Algo parecido sucedió esta semana pasada en Les Corts, cuando saltó por los aires el acuerdo para la renovación del Síndic de Greuges y los nombramientos de cuatro vacantes pendientes en el Consell Valencià de Cultura y el Consell Jurídic Consultiu. Ambas cuestiones se mantuvieron en el orden del día del pleno a sabiendas de que no se iba a dar la mayoría necesaria para aprobarlas. Y aún así, los diputados invirtieron en ello un tiempo valioso.
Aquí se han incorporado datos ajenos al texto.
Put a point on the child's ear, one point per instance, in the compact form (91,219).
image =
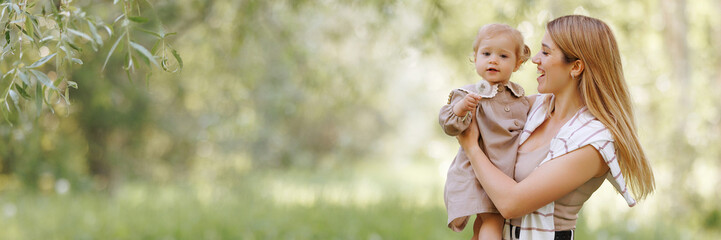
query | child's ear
(518,65)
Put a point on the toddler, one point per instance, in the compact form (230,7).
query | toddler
(501,111)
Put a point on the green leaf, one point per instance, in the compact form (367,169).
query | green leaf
(112,49)
(6,114)
(40,76)
(145,52)
(80,34)
(150,32)
(29,26)
(177,57)
(93,31)
(137,19)
(22,91)
(39,98)
(24,77)
(15,97)
(42,61)
(47,38)
(72,84)
(75,47)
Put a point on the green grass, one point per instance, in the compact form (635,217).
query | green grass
(245,208)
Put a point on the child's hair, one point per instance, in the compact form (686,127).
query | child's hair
(523,52)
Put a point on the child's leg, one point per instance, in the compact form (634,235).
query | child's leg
(477,227)
(491,227)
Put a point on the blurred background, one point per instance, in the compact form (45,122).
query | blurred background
(318,120)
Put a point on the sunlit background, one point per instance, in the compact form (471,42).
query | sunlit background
(318,120)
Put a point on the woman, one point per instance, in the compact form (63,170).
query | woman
(580,129)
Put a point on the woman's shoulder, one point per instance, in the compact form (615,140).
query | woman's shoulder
(584,128)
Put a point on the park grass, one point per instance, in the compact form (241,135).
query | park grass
(242,207)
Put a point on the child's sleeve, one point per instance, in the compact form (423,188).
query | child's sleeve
(452,124)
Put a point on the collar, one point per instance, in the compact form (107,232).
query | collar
(488,90)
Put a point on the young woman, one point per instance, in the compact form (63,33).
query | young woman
(580,129)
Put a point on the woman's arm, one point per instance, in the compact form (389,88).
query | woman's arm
(545,184)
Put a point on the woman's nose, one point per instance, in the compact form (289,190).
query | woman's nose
(536,59)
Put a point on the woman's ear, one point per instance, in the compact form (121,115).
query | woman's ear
(518,65)
(577,69)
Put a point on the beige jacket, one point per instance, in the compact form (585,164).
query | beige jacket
(500,119)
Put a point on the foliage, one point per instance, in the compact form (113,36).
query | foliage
(43,40)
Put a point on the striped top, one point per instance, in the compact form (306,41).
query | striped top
(581,130)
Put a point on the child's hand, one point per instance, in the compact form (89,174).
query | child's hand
(468,103)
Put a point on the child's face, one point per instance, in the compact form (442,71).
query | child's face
(496,59)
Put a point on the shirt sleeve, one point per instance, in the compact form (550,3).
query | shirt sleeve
(452,124)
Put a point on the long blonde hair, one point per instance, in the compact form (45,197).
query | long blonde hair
(604,91)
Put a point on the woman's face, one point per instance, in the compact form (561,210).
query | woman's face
(555,72)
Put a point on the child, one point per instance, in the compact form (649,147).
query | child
(501,114)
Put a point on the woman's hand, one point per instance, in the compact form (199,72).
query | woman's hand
(469,137)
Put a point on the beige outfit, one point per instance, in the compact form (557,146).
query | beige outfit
(566,208)
(500,119)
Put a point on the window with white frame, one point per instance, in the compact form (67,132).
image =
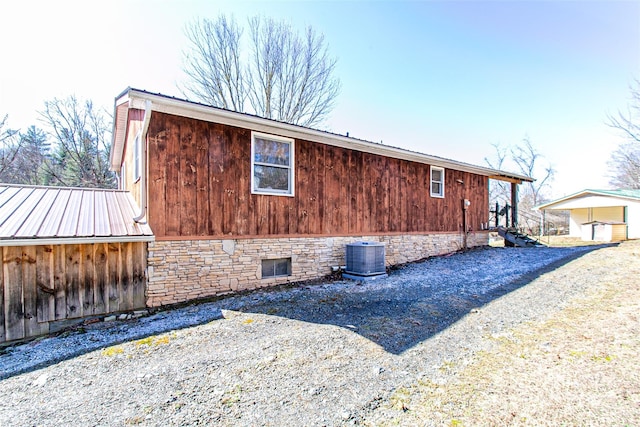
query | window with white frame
(137,158)
(437,181)
(272,164)
(123,176)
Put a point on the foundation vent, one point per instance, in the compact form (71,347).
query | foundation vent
(365,259)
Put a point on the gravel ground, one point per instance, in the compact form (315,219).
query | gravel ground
(324,354)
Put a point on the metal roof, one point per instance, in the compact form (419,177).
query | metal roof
(136,98)
(35,215)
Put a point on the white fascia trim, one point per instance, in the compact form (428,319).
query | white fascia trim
(292,168)
(74,240)
(211,114)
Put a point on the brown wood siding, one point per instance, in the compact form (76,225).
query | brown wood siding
(46,283)
(200,178)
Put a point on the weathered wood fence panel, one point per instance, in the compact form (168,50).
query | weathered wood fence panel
(48,283)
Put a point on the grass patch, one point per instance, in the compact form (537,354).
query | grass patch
(577,367)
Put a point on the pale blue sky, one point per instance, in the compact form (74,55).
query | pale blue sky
(443,78)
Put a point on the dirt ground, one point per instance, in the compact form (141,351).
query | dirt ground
(581,366)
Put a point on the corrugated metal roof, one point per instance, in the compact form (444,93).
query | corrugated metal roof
(559,204)
(138,99)
(49,215)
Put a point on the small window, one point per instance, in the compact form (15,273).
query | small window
(123,176)
(137,158)
(272,164)
(437,182)
(276,267)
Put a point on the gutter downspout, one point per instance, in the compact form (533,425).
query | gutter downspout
(143,174)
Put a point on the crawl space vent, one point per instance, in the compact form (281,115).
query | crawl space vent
(365,260)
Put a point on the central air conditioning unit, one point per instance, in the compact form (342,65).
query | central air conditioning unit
(365,261)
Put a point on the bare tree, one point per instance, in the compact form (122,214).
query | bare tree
(284,77)
(213,63)
(499,191)
(625,166)
(629,123)
(525,159)
(81,134)
(625,160)
(32,161)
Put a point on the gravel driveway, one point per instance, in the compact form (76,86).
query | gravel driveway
(324,354)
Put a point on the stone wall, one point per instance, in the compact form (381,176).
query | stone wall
(182,270)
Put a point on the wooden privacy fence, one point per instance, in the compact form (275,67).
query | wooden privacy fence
(43,284)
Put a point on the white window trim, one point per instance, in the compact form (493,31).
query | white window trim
(137,157)
(292,170)
(441,194)
(123,176)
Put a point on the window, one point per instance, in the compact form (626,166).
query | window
(272,164)
(276,267)
(123,176)
(137,158)
(437,182)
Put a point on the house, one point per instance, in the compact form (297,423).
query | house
(238,202)
(603,215)
(67,253)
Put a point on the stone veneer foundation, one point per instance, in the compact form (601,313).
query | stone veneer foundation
(182,270)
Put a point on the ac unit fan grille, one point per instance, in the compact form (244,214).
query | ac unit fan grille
(365,259)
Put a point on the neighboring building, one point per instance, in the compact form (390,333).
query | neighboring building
(238,202)
(603,215)
(67,253)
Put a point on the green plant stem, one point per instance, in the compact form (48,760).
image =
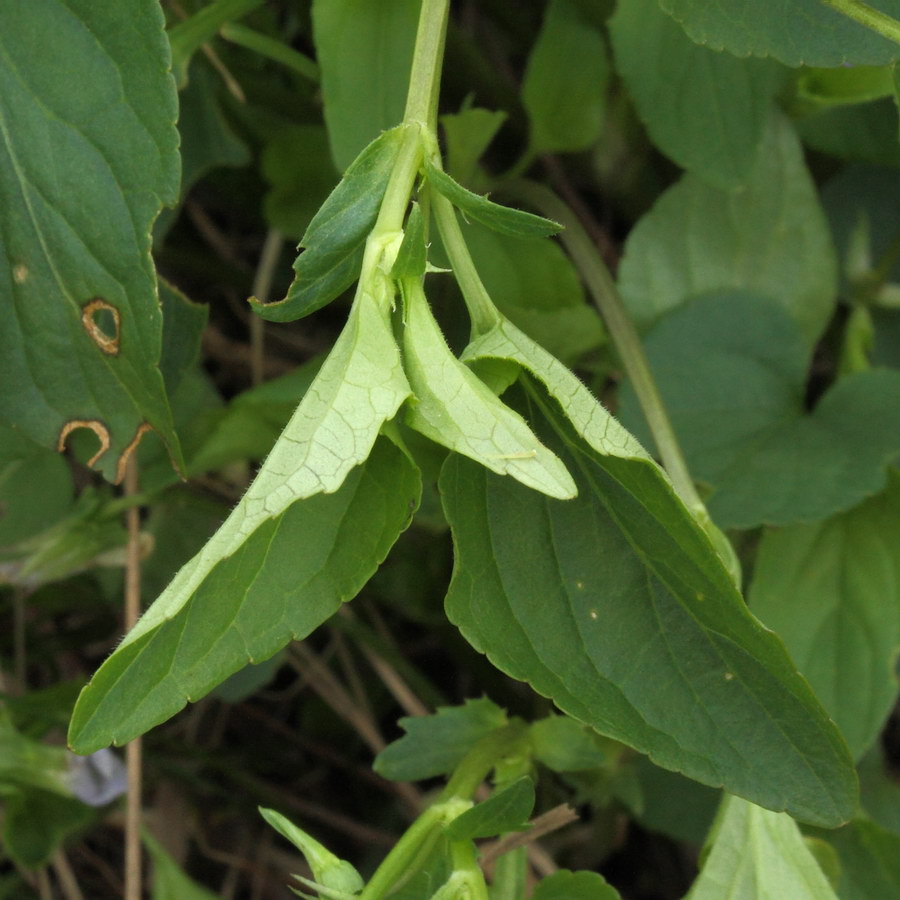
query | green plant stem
(879,22)
(600,284)
(271,48)
(481,307)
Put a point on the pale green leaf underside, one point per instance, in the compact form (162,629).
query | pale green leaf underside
(831,590)
(334,242)
(628,621)
(280,582)
(503,219)
(732,372)
(771,237)
(359,387)
(454,408)
(758,855)
(798,32)
(705,110)
(83,174)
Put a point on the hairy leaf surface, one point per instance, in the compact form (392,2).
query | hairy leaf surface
(755,854)
(616,606)
(798,32)
(831,590)
(83,174)
(771,237)
(707,111)
(454,408)
(364,51)
(281,581)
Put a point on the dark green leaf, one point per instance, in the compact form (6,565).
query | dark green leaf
(506,810)
(503,219)
(707,111)
(732,373)
(535,285)
(831,590)
(433,745)
(798,32)
(332,247)
(83,174)
(870,860)
(566,885)
(564,745)
(364,52)
(616,606)
(565,83)
(770,238)
(755,854)
(246,607)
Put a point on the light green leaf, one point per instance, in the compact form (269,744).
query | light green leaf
(564,745)
(505,810)
(870,860)
(328,870)
(798,32)
(83,174)
(616,606)
(457,410)
(770,238)
(335,240)
(707,111)
(434,745)
(364,52)
(755,854)
(502,219)
(535,285)
(564,88)
(566,885)
(169,880)
(864,132)
(831,590)
(247,606)
(732,374)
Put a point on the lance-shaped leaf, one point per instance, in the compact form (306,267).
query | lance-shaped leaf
(616,606)
(831,590)
(798,32)
(282,581)
(359,387)
(755,854)
(505,219)
(455,409)
(83,174)
(333,245)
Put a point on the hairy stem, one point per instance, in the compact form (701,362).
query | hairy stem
(879,22)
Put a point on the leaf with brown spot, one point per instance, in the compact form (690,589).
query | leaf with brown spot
(83,174)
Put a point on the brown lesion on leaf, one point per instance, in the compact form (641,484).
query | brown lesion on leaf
(143,428)
(101,321)
(94,425)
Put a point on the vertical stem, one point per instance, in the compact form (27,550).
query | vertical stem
(133,761)
(625,338)
(262,286)
(872,18)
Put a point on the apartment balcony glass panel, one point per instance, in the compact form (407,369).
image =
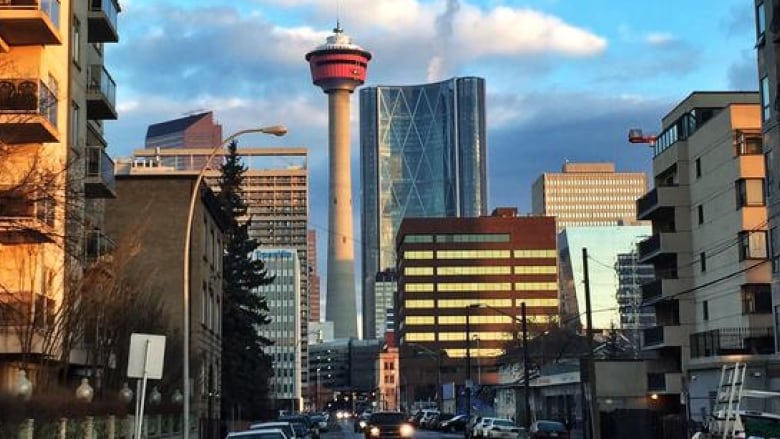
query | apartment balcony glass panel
(732,341)
(30,22)
(101,94)
(28,111)
(103,19)
(99,179)
(25,215)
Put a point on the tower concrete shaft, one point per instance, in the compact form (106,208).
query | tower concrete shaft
(341,308)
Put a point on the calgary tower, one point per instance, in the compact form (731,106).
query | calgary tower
(339,66)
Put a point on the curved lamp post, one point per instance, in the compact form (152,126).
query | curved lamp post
(276,130)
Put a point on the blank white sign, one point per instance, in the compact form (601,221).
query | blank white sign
(135,362)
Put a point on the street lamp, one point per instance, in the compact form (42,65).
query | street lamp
(526,376)
(276,130)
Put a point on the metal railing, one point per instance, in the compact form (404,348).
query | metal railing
(49,7)
(732,341)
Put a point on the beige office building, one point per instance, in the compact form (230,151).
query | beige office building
(709,248)
(588,194)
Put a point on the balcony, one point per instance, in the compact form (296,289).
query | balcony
(97,247)
(661,336)
(28,112)
(659,202)
(101,94)
(30,22)
(25,216)
(102,27)
(664,382)
(732,341)
(99,179)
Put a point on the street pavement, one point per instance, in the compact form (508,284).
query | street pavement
(345,430)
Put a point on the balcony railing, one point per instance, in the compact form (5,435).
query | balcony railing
(30,22)
(100,181)
(97,247)
(28,111)
(103,18)
(101,94)
(732,341)
(653,336)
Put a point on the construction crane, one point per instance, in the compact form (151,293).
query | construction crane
(635,135)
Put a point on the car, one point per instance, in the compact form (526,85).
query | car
(498,428)
(388,425)
(548,429)
(264,433)
(455,423)
(286,428)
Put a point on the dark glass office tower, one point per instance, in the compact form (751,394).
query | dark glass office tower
(422,155)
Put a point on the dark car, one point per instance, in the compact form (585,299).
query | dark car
(456,423)
(390,425)
(548,429)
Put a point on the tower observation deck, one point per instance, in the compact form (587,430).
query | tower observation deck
(338,67)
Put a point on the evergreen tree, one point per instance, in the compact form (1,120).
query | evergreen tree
(246,369)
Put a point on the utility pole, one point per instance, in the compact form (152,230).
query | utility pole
(526,376)
(593,411)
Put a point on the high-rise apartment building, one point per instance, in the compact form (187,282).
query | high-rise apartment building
(709,249)
(767,43)
(314,277)
(462,283)
(55,94)
(588,194)
(423,154)
(276,189)
(284,304)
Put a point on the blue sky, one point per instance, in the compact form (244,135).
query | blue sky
(565,78)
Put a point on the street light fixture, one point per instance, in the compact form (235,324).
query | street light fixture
(276,130)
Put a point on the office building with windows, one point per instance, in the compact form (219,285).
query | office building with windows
(588,194)
(462,283)
(709,249)
(423,154)
(56,96)
(284,304)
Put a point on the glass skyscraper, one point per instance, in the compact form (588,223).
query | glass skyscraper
(422,155)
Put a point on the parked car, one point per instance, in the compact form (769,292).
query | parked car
(453,424)
(548,429)
(286,428)
(388,425)
(498,428)
(268,433)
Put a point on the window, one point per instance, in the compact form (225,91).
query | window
(750,192)
(752,245)
(766,106)
(76,44)
(756,299)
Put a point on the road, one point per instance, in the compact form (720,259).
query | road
(345,430)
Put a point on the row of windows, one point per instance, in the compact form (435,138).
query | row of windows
(478,254)
(463,303)
(477,320)
(480,270)
(460,237)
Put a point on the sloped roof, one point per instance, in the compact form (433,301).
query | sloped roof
(174,126)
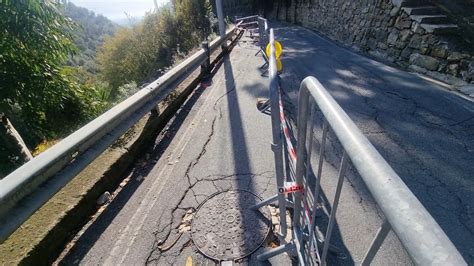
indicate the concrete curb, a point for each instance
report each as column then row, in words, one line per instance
column 42, row 237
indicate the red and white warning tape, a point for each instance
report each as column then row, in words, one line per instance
column 291, row 150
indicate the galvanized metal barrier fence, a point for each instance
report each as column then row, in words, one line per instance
column 26, row 189
column 422, row 237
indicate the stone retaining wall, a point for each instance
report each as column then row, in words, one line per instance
column 384, row 31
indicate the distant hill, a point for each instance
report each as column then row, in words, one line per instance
column 90, row 35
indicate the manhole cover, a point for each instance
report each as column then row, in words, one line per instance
column 225, row 228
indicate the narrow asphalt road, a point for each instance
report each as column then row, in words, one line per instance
column 424, row 131
column 220, row 141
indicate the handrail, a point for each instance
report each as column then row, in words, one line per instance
column 244, row 18
column 419, row 233
column 68, row 157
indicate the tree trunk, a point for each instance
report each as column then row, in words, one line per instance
column 13, row 141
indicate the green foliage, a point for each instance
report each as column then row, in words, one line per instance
column 141, row 53
column 91, row 33
column 42, row 97
column 36, row 41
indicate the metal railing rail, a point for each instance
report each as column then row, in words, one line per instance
column 422, row 237
column 246, row 19
column 418, row 232
column 27, row 188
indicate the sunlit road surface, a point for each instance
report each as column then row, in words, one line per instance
column 219, row 141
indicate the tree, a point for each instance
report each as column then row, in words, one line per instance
column 35, row 43
column 141, row 53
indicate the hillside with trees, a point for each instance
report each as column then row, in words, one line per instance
column 62, row 65
column 89, row 35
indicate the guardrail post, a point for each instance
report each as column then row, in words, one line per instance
column 207, row 63
column 220, row 16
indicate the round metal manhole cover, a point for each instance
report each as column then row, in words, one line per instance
column 225, row 228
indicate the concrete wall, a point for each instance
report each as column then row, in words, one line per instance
column 383, row 30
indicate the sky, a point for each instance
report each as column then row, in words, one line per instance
column 114, row 9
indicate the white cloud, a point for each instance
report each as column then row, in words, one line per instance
column 115, row 9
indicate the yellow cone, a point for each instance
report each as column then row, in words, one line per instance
column 279, row 65
column 278, row 49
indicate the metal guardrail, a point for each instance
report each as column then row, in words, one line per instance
column 422, row 237
column 26, row 189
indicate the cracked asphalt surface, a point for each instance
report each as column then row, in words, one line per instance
column 424, row 131
column 219, row 141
Un esfuerzo inútil.

Dos horas gastaron en votar dos veces cada punto. Uno a uno, los diputados introducían sus papeletas en las urnas y después el presidente de Les Corts, Juan Cotino, las contó y recontó mientras sus señorías iban y venían, repasaban otros asuntos o leían la prensa. Dos horas perdidas que, sólo en el sueldo de los parlamentarios, cuestan más de 3.000 euros del erario público.

El sueldo base de un diputado es de 2.360 euros al mes, aunque la práctica totalidad tiene algún plus por dedicación, pertenecer a la Mesa o estar en alguna comisión (aunque alguna de ellas no se reúna en más de un año). Si los parlamentarios tuvieran una jornada laboral de 40 horas, la más habitual en el mercado de trabajo, les saldría a casi 15 euros la hora. Una retribución que muchas personas desearían percibir alguna vez en su vida. Es decir, casi 1.500 euros por una hora de trabajo de los 99 miembros de la Cámara valenciana.

Por eso muchos de ellos, cuyos líderes habían dinamitado el acuerdo existente de antemano, se hacían cruces el pasado miércoles en señal de impotencia por la imagen que estaban trasladando a la opinión pública. Y también ante la limitada capacidad de reacción del Parlamento autonómico, que ante un resultado evidente no es capaz de modificar el orden del día para que la jornada, al menos, tenga algo que salvar.